Son sens absurde de l'à-propos, ses influences baroques et son goût pour l'expérimentation ont ainsi marqué nombre de productions, au delà même du giron P-Funk puisque Bernie collaborera à partir des 80's avec pléthore d'artistes dans des univers très variés, notamment, les Talkings Heads (voir le live "Stop Makin' Sense"), Fela Kuti (l'album "Army Arrangement") ou encore Keith Richards (l'opus solo "Talking Is Cheap").
L'influence de Worrell se fera entendre dans les 90's à travers le son G-Funk initié par Dr. Dre ("Dr. Dre should have a holiday for Bernie Worrell" , selon Mos Def), tandis qu'il poursuivra jusque dans les années 2010 les tournées avec ses Woo Warriors ainsi que les collaborations les plus improbables (l'excellent "Transmutation" de Praxis sous l'égide de Bill Laswell en 1992 ou encore "Turn My Teeth Up de baby Elephant avec Prince Paul et Newkirk en 2007).
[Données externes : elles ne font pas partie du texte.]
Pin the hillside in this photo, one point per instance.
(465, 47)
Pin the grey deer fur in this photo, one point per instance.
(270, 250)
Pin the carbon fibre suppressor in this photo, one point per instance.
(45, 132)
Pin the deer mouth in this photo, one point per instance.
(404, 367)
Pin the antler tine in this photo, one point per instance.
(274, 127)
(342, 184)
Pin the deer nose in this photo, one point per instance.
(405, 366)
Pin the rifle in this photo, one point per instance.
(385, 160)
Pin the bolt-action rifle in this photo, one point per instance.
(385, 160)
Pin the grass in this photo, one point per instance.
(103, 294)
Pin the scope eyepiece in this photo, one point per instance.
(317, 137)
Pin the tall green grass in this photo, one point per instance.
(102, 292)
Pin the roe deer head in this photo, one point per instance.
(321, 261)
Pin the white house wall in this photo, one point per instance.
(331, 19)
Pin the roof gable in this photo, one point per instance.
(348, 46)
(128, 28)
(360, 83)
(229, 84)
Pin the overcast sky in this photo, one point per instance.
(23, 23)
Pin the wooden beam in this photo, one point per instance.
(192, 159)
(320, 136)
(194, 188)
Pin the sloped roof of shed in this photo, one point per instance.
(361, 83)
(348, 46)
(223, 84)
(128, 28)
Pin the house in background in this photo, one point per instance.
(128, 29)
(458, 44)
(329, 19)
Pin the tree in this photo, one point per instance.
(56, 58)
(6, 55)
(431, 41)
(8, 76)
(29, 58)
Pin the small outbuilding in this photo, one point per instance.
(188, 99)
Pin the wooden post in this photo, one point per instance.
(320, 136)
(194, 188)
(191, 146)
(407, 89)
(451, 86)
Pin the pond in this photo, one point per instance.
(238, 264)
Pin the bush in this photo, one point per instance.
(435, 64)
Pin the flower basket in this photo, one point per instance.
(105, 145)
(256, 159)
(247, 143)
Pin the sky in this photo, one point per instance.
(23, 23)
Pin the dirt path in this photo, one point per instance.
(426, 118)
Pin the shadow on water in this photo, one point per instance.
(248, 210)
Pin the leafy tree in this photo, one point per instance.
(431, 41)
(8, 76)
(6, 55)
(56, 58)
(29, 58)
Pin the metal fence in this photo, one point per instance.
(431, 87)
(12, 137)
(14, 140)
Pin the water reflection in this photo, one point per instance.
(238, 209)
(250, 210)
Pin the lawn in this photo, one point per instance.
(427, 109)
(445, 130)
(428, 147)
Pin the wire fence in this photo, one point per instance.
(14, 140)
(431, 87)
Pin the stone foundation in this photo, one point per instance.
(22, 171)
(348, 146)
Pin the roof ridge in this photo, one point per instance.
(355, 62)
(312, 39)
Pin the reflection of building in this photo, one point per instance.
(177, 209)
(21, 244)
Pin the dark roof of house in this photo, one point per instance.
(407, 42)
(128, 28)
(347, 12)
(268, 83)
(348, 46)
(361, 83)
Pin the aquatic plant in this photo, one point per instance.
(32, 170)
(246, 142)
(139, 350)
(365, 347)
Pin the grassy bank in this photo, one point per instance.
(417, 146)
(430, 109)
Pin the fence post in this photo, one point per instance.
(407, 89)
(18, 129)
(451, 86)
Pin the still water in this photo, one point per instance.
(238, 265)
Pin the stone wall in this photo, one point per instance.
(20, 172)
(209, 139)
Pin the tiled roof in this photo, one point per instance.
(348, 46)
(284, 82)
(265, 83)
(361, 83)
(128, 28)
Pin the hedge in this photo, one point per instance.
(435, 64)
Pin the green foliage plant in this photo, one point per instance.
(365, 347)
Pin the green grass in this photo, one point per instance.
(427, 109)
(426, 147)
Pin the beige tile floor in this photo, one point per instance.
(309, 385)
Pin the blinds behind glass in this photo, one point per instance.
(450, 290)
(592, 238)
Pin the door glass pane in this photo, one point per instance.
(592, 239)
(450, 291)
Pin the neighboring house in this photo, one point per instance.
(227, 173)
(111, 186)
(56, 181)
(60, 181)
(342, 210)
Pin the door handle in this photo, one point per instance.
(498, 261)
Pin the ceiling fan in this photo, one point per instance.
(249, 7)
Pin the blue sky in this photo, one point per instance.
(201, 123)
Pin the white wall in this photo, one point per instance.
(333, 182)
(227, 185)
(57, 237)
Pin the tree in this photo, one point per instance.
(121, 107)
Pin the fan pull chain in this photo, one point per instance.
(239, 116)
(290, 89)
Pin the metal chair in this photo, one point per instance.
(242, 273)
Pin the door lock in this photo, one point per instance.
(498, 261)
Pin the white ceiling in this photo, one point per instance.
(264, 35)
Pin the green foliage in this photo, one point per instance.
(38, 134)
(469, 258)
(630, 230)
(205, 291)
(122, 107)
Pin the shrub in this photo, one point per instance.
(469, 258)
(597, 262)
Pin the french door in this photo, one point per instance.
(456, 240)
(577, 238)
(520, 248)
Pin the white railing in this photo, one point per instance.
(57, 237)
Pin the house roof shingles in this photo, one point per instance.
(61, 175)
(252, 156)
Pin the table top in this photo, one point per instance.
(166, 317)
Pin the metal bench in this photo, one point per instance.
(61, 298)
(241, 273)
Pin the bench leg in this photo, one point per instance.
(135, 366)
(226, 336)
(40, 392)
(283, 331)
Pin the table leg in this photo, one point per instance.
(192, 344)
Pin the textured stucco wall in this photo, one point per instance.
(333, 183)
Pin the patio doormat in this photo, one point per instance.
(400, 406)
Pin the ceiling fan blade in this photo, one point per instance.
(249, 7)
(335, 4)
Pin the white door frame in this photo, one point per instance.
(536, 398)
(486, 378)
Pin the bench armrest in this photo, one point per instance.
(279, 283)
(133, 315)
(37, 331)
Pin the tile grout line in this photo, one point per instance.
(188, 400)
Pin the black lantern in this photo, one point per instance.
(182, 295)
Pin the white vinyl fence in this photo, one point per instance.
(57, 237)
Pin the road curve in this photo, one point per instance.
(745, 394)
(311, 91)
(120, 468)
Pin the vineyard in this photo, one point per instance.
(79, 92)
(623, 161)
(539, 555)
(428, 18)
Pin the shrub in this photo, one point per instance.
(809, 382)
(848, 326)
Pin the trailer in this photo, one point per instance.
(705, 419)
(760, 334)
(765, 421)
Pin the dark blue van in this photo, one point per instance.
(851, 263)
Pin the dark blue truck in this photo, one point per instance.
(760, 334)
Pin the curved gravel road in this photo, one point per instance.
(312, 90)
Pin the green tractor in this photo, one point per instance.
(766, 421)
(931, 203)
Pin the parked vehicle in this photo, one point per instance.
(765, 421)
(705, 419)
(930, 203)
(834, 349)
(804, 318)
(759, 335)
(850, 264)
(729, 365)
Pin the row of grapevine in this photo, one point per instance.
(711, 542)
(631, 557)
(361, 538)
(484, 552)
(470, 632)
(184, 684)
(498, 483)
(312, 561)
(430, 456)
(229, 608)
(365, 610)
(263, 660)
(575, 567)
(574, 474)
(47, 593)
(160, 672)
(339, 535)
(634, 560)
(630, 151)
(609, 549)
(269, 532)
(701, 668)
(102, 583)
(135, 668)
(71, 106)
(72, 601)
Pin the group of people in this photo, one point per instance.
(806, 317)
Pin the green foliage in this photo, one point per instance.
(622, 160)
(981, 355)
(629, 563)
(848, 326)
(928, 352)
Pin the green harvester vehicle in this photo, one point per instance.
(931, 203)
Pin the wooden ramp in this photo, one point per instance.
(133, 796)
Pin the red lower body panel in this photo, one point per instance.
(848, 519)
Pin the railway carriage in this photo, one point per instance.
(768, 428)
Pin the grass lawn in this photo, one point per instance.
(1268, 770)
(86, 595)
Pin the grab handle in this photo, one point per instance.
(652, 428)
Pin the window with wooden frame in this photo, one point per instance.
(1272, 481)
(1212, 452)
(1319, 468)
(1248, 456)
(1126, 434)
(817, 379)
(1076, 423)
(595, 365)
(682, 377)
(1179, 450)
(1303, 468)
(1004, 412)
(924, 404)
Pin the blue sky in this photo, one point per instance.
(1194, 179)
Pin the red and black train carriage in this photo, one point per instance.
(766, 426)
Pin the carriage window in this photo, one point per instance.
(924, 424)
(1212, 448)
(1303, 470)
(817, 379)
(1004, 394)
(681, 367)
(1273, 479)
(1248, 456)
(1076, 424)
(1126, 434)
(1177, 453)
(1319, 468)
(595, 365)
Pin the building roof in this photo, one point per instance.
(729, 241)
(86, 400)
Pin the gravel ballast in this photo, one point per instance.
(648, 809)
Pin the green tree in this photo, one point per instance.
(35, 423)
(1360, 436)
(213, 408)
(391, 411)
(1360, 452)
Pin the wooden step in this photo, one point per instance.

Geek des claviers aux allures du savant fou et Merlin l'Enchanteur du P-Funk, Bernie Worrell est finalement parti rejoindre le Mothership ce 24 juin 2016, date terrestre. Nul doute que les sons cosmiques de cet homme de l'ombre modeste et insuffisamment reconnu de son vivant seront plus à même d'être appréciés, quelque part dans l'univers, par une hypothétique civilisation en avance sur nous de quelques années lumières...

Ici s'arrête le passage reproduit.